I just paid $48 to have 29er frame sent over with USPS. Pretty good, concidering the alternatives...


----------



## majorbanjo (Dec 11, 2010)

I just picked up a Trek Fuel Ex 5 from my local bike shop......not a lot of Trek love on this board....but test rode it and loved it.....Uncle Sam will be shipping it over for me at no cost....


----------



## grejji (Apr 25, 2010)

Hey all. I'm heading to Belgium to ride at filthy trails this weekend. Its a FR/DH park with no lift. It does have some cool features, though. www.filthytrails.be I have no bike or lid or pads. Just shoes, shorts and gloves right now. I'll rent a bike, a lid and pads when I'm there.

Anyway as of now, I'm flyin' solo for saturday and/or sunday. Just wanted to see if anyone would be interested in coming out! Shoot me a PM of you'd like to meet up!


----------



## KTroopa (Sep 6, 2008)

*Berlin / Potsdam checking in*

My wife & I live in Potsdam and ride both Trail & DH; there are a couple of good local spots here, even if the highest points top out at 115 meters. It is a 2-3 hour train ride to arrive in the Harz mountains to the west, where the Thale downhill run, Hahnenklee bikepark and others lie. We're also going to be riding Winterberg once or twice this summer. If anyone is around our vicinity and is interested in meeting up for a ride, let me know.

Cheers


----------



## jaystekan (Sep 11, 2011)

I know this is an old thread, but I will be heading to Bamberg for the next 3 years. Do you meet nearby for rides?


----------



## ranier (Sep 9, 2003)

jaystekan said:


> I know this is an old thread, but I will be heading to Bamberg for the next 3 years. Do you meet nearby for rides?

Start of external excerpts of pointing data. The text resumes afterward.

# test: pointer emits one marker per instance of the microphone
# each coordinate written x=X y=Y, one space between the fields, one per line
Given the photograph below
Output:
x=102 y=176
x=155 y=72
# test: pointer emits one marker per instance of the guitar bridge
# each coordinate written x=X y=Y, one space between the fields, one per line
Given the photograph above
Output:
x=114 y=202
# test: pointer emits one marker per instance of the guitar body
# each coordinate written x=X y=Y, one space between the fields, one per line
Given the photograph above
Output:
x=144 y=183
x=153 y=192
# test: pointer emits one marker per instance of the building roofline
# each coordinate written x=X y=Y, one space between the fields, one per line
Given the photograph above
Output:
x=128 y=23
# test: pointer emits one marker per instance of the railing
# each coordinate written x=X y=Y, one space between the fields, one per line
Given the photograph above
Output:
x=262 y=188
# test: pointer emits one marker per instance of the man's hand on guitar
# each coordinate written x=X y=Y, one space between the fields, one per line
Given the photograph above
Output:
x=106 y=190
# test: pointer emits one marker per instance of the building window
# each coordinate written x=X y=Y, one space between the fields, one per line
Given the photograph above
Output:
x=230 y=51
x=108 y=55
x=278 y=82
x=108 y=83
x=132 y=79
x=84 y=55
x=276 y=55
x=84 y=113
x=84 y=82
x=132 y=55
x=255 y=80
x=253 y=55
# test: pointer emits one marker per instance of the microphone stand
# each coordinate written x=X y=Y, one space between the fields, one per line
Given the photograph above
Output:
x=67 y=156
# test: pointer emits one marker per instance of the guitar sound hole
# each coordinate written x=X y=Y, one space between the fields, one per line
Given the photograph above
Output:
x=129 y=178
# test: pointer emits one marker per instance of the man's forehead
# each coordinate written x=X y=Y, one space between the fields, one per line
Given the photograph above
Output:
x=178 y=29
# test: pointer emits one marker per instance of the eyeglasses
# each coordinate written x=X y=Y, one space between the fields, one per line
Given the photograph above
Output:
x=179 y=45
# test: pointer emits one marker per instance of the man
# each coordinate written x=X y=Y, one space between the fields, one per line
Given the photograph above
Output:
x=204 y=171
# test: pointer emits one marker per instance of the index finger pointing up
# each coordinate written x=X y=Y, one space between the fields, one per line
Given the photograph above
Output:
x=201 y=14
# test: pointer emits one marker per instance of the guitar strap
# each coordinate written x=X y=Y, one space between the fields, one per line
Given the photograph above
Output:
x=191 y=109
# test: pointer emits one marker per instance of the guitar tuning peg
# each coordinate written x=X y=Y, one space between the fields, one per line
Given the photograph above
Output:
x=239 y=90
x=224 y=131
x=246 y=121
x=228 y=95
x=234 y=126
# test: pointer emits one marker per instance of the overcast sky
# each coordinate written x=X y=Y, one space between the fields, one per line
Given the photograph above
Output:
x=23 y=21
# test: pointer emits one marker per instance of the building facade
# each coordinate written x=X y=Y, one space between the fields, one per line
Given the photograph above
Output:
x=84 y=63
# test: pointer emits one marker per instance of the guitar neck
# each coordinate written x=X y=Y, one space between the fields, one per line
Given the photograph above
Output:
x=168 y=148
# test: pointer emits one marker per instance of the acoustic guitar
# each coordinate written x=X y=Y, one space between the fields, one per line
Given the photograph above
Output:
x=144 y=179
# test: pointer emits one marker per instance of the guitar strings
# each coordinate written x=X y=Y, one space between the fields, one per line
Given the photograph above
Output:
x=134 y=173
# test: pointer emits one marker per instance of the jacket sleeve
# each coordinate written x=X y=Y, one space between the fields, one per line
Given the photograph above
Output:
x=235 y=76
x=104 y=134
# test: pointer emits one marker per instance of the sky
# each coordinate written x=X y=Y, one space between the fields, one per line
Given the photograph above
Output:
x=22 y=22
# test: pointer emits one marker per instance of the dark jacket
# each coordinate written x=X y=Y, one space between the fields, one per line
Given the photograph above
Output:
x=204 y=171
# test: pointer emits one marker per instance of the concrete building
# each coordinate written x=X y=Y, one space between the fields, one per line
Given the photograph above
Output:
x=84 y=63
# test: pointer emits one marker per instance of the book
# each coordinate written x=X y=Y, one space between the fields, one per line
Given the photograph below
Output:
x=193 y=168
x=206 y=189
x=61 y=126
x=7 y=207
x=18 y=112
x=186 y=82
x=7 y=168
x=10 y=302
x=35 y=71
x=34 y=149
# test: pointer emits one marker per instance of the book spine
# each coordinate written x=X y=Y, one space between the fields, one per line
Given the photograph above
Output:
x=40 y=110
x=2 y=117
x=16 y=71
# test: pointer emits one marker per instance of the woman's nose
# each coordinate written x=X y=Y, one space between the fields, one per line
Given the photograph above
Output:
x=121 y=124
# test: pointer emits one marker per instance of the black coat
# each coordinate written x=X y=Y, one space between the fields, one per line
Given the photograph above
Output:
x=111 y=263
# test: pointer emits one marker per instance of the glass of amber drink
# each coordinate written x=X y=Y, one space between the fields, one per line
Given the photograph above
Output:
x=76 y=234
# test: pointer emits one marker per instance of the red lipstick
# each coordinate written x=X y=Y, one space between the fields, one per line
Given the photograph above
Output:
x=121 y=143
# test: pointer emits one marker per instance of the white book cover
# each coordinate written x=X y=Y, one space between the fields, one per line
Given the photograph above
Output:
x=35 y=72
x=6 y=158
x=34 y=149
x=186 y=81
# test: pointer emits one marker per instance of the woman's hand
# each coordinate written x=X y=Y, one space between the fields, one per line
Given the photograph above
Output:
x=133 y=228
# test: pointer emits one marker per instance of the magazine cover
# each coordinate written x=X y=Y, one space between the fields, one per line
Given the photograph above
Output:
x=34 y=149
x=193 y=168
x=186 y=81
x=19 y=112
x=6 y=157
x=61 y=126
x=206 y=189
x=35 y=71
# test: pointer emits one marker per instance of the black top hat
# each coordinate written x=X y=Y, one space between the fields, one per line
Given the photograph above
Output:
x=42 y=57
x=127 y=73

Are you US mil? If so USAFE mtb race series has held a race in Bamberg. Check out the outdoor rec and they could hook you up with info.


----------



## Jack Jack (Sep 7, 2011)

*Schweinfurt trail*

anyone know where is the xc trail in Schweinfurt? I will be staying in mercure hotel


----------



## warneraz (Apr 7, 2016)

*Grunewald in Berlin*

I will be in Berlin for a few days this week and I am interested in a ride in or around Grunewald. Does anyone know if there is a shop that rents MTBs that are at least a little bit trail worthy?


----------



## sanadaracing (Dec 1, 2011)

*Any interesting bike shop in Berlin?*

Hi, I will be visiting Berlin on business next week.
Is there any interesting bike shop to visit there? I want to shop for some European made parts and accessories that are of good quality but not so popular outside of Europe.


----------